Test was run with downloaded sqlite binary running on OSX. The primary
table (terms) has ~1.6 million rows, the others, hundreds. Analyze was run
before queries on both versions. Original .sqlite file was created with 3.7.??
and a pristine copy was made before each test / analyze.
The query:
SELECT terms.term, terms.id, terms.type, terms.product_id FROM terms JOIN
products ON terms.product_id = products.id JOIN sub_categories ON
products.category_id = sub_categories.id WHERE terms.term LIKE 's%' collate
nocase AND sub_categories.parent_id = 89133;
3.7.12 Explain Plan
sele order from deta
---- ------------- ---- ----
0 0 0 SEARCH TABLE terms USING COVERING INDEX
term_id_type_product_id (term>? AND term<?) (~47270 rows)

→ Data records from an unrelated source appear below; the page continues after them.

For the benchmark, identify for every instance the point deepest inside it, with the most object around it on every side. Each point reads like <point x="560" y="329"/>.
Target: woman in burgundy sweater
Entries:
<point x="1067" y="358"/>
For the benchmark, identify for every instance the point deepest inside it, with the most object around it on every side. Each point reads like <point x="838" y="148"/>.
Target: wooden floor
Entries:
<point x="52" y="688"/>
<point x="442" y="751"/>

0 1 1 SEARCH TABLE products USING COVERING INDEX
index_products_on_id (id=?) (~1 rows)
0 2 2 SEARCH TABLE sub_categories USING INDEX
index_sub_categories_on_id (id=?) (~1 rows)
3.8.1. Explain Plan
sele order from deta
---- ------------- ---- ----
0 0 0 SCAN TABLE terms
0 1 1 SEARCH TABLE products USING COVERING INDEX
index_products_on_id (id=?)
0 2 2 SEARCH TABLE sub_categories USING INDEX
index_sub_categories_on_id (id=?)
Important…
Removing “collate nocase” from the like clause changed the 3.8.1 plan back to
the 3.7.12 plan and restored its former performance. The case_sensitive_like
pragma was not changed and later verified to be off. Data is ASCII only and is
actually only lowercase. The programer that added the nocase clause (ok it was
me) must have been unaware / CYA / crazy.
Sorry if this is a known issue or especially if it’s my bad query /
understanding. I did go through the bug list and could not identify a similar
issue. I wonder if this is really a bug fix. Maybe unicode case insensitivity
was broken in 3.7.12 and is now correct.